Even though some aspects have to be further explored in terms of both improvement of material properties and scaffold-cell interaction, bio-inspired scaffold fabrication based on alginate showed to be a suitable, relatively low-cost method to obtain biocompatible biphasic osteochondral scaffolds. The study findings pave the way for the use of this monolithic alginate-based material as scaffold to develop a bioengineered strategy to restore the articular surface.

In conclusion, this biphasic alginate scaffold comprising a mineralized bony part and a non, mineralized chondral part showed a good biocompatibility profile, both for segmental bone and osteochondral regeneration, as shown by this in vivo investigation.

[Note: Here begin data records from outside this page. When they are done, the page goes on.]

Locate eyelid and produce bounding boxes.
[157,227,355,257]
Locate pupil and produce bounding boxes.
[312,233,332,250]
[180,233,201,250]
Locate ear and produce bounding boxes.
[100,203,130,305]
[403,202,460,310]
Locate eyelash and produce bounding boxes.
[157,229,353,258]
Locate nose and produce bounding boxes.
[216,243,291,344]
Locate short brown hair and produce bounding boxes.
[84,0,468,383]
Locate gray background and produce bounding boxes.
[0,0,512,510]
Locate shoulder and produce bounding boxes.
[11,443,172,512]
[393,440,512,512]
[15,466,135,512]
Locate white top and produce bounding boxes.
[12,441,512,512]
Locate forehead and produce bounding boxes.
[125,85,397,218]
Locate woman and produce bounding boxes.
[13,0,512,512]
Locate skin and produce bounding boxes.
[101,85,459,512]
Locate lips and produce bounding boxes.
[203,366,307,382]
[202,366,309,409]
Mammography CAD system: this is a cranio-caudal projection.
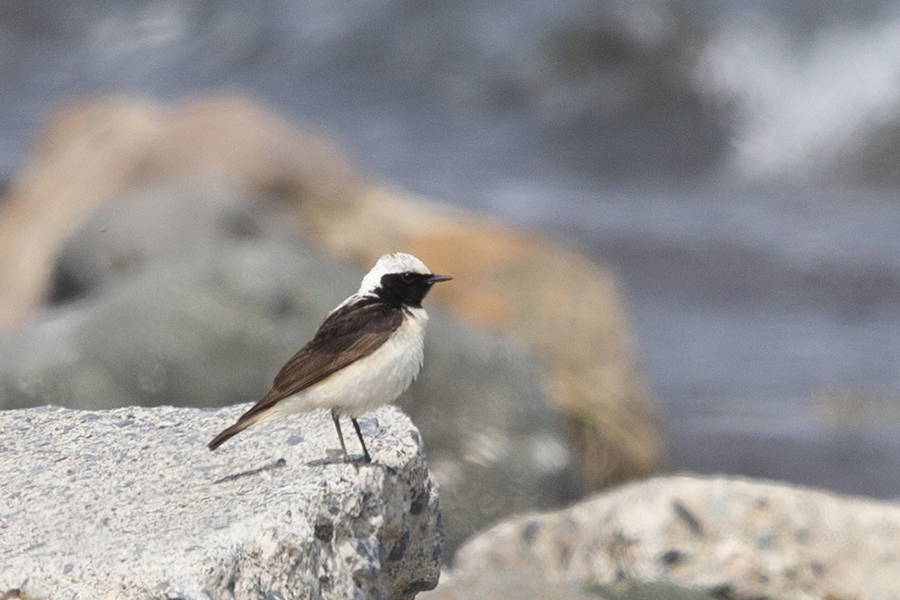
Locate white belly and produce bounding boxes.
[265,308,428,420]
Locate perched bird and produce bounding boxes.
[209,252,451,463]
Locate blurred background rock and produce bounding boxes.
[0,0,900,596]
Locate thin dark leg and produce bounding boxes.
[350,417,372,462]
[331,410,359,462]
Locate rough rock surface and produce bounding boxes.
[454,476,900,600]
[0,405,442,600]
[0,178,577,552]
[0,92,663,489]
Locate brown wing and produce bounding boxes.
[240,299,403,421]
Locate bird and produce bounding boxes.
[208,252,452,463]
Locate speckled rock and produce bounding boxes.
[0,405,442,600]
[454,476,900,600]
[0,177,577,552]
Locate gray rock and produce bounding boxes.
[454,476,900,600]
[0,405,441,600]
[0,179,576,555]
[419,570,604,600]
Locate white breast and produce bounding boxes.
[265,308,428,420]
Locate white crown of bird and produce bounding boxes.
[358,252,431,294]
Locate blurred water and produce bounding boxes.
[0,0,900,496]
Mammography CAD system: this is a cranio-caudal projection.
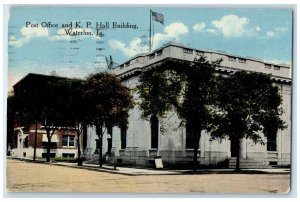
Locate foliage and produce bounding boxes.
[84,73,133,166]
[137,56,222,171]
[210,71,284,170]
[14,74,75,162]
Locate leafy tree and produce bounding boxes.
[6,95,16,152]
[58,79,87,166]
[84,73,133,167]
[14,74,74,162]
[211,71,284,171]
[137,57,221,171]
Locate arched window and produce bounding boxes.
[150,115,158,148]
[121,126,127,149]
[185,121,194,149]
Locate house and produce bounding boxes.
[10,74,86,158]
[87,43,292,168]
[11,124,77,158]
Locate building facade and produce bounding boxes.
[87,43,291,168]
[11,124,78,158]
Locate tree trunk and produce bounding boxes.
[192,129,201,172]
[46,132,51,162]
[33,120,37,161]
[77,131,82,166]
[96,124,103,168]
[235,138,241,172]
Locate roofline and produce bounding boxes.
[12,73,75,88]
[118,42,291,68]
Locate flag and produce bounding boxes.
[152,11,164,24]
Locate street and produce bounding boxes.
[6,159,290,194]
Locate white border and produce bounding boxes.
[0,0,300,202]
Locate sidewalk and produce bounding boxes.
[51,162,290,176]
[11,158,290,176]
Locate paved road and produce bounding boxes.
[7,159,290,193]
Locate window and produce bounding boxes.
[156,50,162,56]
[185,120,194,148]
[239,58,246,63]
[149,53,155,60]
[228,56,236,62]
[183,48,193,54]
[62,135,75,147]
[265,64,271,69]
[267,131,277,151]
[42,134,58,149]
[196,51,204,55]
[150,115,158,148]
[62,153,75,158]
[274,66,280,70]
[121,126,127,149]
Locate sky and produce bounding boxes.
[6,6,292,91]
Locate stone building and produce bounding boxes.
[85,43,291,168]
[9,74,81,158]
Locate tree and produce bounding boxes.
[210,71,284,171]
[59,79,87,166]
[6,95,16,152]
[137,56,222,171]
[14,74,74,162]
[84,73,133,167]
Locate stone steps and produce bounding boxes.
[228,157,271,168]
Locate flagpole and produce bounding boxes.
[149,9,152,53]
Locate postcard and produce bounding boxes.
[6,5,295,195]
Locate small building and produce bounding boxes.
[11,124,78,158]
[9,74,82,158]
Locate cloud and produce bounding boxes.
[108,22,189,57]
[8,26,49,48]
[266,27,288,38]
[108,37,148,57]
[193,22,205,32]
[212,15,249,37]
[266,31,276,38]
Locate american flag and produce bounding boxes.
[152,11,164,24]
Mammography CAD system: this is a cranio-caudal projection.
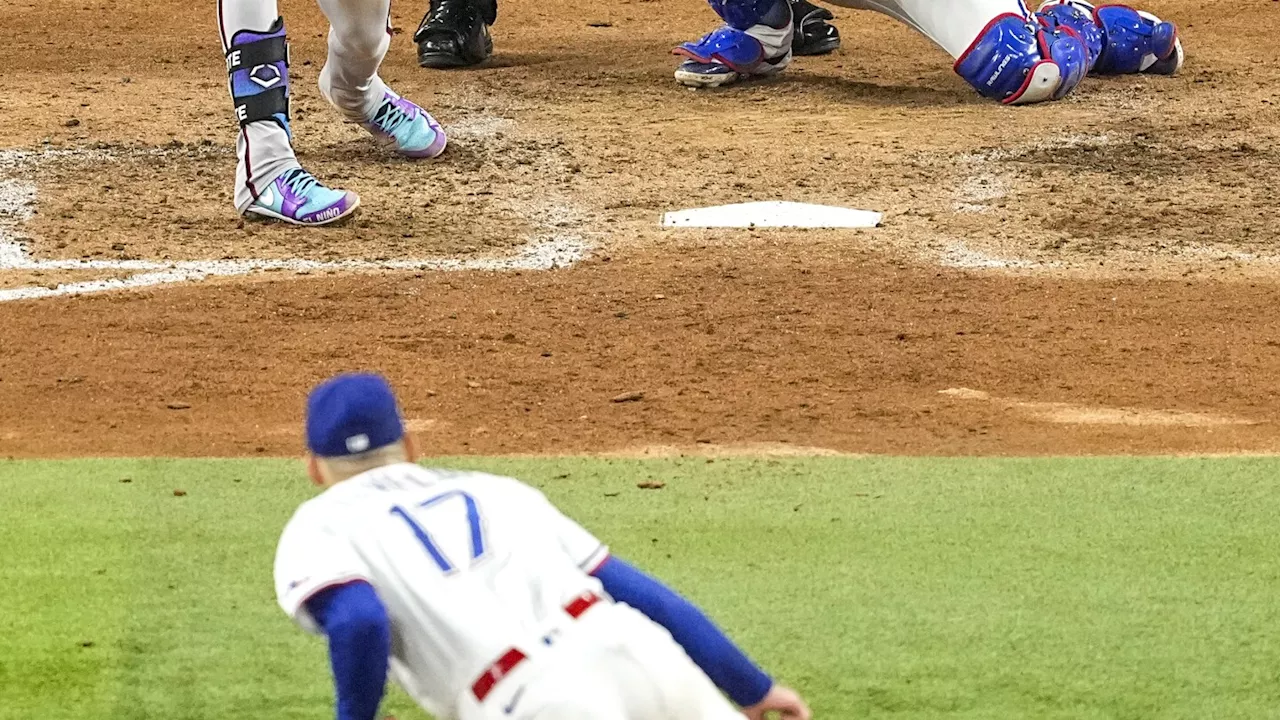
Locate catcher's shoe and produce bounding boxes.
[360,90,448,158]
[413,0,498,68]
[244,168,360,225]
[791,0,840,55]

Modest bone substitution of the scaffold was observed in the sheep model, with slow resorption time. Further investigation by comparison with a commercially available product for bone regeneration in the rabbit model, showed lower bone formation and still recognizable scaffold residuals due to the longer persistence of the biomaterial, but lower inflammatory induction as well compared to control. Further studies are needed to investigate if the promising findings documented in this study supporting the use of this alginate-based scaffold for a bioengineering approach can be confirmed and optimized, identifying the optimal biological augmentation strategy to further enhance the potential of this biomaterial for osteochondral regeneration.